Siwis ,chyba się nie obraziłeś. to był najlepszy dowcip jaki ostatnio słyszałam.Mocno pozdr.:))
HaniuBe => taka jak między przeźroczem a slajdem? (zapewne nie wiem jeszcze wszystkiego :-(()
jagry, Ty prześmiewcze.... :-)) Anko, bo deszcz dla niej łaskawym jest... (p.s. odpływowej, jak myślę... przesilenia pojawiają się cyklicznie...)
Oj ,Siwis ,Siwis jak ja Cię lubie (a wiesz jaka jest różnica miedzy majtkami a slipkami?)
siwis - Ona wygląda całkiem nieźle (p.s. ale Ty tez na fali, prawda ? :))))
W umarłej klasie II, pociągu relacji...:-)
jagry => tacy jak u Kantora w "Umarłej Klasie"... teoretyczko => witaj, dzisiaj poziom nie najwyższy, ale trzeba coś do cylku dorzucić, żeby się nie zakurzył całkiem...
HaniuBe, wiem, że musisz komuś podokuczać, odreagować. No a komu najlepiej dołożyć, jak nie mnie, biednemu, takiemu, co nikt się za nim nie wstawi, nie obroni... Więc bij, chlastaj, ulżyj sobie... Ja to rozumiem.
Przystanęła na chwilę i... trochę to potrwało, co widać po drzewie.
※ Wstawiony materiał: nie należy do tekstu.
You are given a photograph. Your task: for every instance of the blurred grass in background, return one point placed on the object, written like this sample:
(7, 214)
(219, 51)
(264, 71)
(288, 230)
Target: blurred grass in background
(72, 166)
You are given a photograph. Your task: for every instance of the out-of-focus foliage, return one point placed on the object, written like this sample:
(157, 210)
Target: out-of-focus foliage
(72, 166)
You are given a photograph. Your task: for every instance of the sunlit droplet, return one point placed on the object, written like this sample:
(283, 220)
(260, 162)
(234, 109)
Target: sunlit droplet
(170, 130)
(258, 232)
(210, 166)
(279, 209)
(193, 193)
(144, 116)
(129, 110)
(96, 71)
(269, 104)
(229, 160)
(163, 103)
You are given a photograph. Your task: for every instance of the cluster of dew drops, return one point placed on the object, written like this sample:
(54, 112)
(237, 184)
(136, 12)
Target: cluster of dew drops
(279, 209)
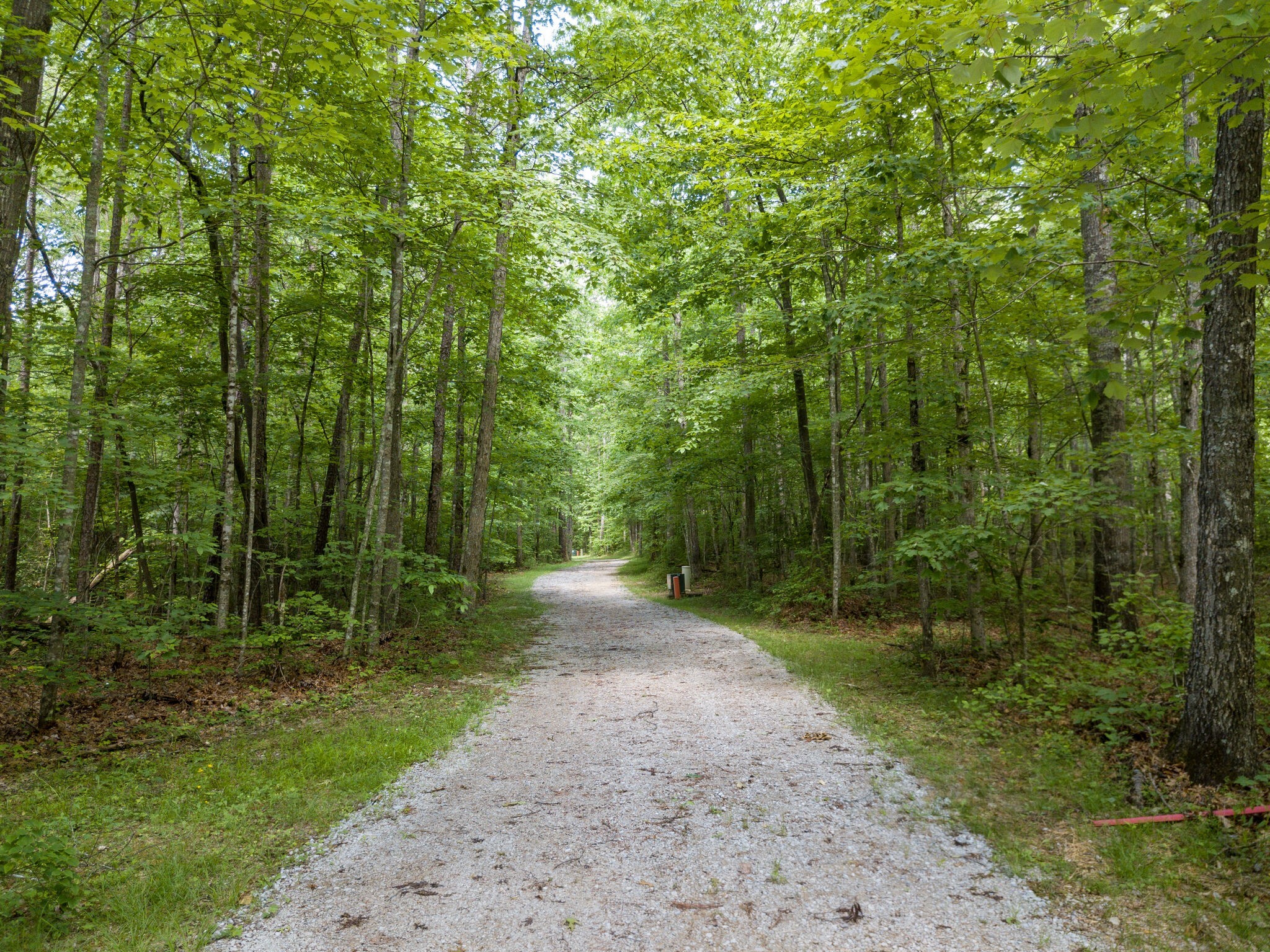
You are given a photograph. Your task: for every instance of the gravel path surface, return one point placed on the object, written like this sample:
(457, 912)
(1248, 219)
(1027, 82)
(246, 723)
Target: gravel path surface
(658, 783)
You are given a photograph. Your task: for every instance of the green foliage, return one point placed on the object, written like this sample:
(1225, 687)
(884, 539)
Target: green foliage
(38, 875)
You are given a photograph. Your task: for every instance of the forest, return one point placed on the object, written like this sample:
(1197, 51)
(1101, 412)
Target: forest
(935, 321)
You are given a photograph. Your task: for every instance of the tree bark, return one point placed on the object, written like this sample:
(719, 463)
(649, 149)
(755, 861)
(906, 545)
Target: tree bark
(1219, 734)
(55, 647)
(13, 542)
(1113, 537)
(258, 469)
(494, 339)
(22, 69)
(229, 475)
(1188, 380)
(102, 362)
(436, 476)
(338, 456)
(456, 494)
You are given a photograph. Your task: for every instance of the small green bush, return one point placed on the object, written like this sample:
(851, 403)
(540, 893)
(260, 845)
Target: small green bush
(38, 874)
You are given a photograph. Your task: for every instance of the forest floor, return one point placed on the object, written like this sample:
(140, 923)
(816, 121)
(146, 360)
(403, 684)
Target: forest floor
(1029, 790)
(175, 814)
(657, 782)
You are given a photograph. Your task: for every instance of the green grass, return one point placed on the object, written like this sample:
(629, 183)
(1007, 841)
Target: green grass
(172, 840)
(1032, 793)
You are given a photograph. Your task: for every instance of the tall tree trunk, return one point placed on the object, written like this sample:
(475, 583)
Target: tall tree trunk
(337, 458)
(456, 494)
(691, 538)
(804, 434)
(962, 405)
(22, 69)
(918, 465)
(55, 647)
(1188, 389)
(888, 518)
(13, 543)
(1219, 737)
(258, 469)
(836, 471)
(494, 339)
(102, 362)
(436, 475)
(748, 487)
(390, 436)
(229, 475)
(1113, 537)
(918, 461)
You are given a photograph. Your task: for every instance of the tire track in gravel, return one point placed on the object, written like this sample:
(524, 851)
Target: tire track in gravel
(655, 783)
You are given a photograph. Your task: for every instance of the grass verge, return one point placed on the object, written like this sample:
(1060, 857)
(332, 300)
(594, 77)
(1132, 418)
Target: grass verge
(1032, 793)
(171, 840)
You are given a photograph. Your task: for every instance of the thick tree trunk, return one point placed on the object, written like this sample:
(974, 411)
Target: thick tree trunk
(229, 458)
(1113, 536)
(22, 68)
(258, 494)
(13, 542)
(1219, 736)
(888, 518)
(804, 434)
(102, 362)
(436, 475)
(494, 339)
(1188, 381)
(748, 481)
(456, 494)
(962, 409)
(55, 647)
(836, 473)
(918, 465)
(337, 458)
(390, 438)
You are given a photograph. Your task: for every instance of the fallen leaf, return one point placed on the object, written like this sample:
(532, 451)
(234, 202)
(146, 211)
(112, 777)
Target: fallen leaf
(347, 920)
(678, 904)
(851, 914)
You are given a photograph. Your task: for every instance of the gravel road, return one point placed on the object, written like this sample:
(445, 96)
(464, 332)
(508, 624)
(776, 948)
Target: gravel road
(658, 783)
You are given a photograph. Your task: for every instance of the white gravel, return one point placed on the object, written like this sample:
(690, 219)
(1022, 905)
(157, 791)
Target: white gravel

A w środku na drewnianych ławkach siedzą zakurzeni ludzie w ortalionach i koszulach non-iron:)
Pamiątka pięknych czasów kolei. :)
Byłam. O kurcze ,tam to rozumię ,to są prawdziwe śmieci. Czyli jednak miałes dwa wyjscia -albo dołożyć ,albo posprzatac!
Witaj HaniuBe. Zerknij na starsze już zdjęcie 180501. Na tym śmieci jest rzeczywiście za mało, nie mają swojej wymowy.
Leonidasie, no to do dzieła!!!
Fotomiksie - oj, nie bałdzo :-)) fotodziadku - dzięki, po mnie też deszcz spływał... :-))
No to jestem. Lokomotywie uroku dodaje blask na skutek deszczu i "czerwone dodatki" z przodu. Zdjęcie jest ładnie skadrowane i jest wrażenie ruchu. Szpecą puszki i inne śmieci (nie chciało sie wyjsć z autka i posprzątac? -żartuję przeciez). Ogólnie jest sympatyczne.Pozdrawiam!!!
Oczywiście: Jaworzynie Śląskiej - miało być :(
Niemal identyczny skansen jest w Jaworzynie Śląskie w dolnośląskiem. Mam ochotę tam pojechać i wszystko obrobić w sepii.
Oj ciężka ta lokomotywa i deszcz nie pot z niej spływa. Pzdr.
Ty masz pocią..g do pracy; )))Pozdrawiam
jak miałem pięć lat to panicznie bałem się parowozów, Piękna sztuka!
JacekW, adawo => witajcie i dzięki za wyrozumiałośc :-)) Zdjęcie robione w celach dokumentacyjnych. Na ambitniejsze nie było warunków, lało tak, że większość lokomotyw fotografowałem nie wysiadając z samochodu. Zdecydowałem się wystawić to jedno, bardziej ze względu na refleksję, o której napisałem w tytule i pod zdjęciem, niż na sam obraz.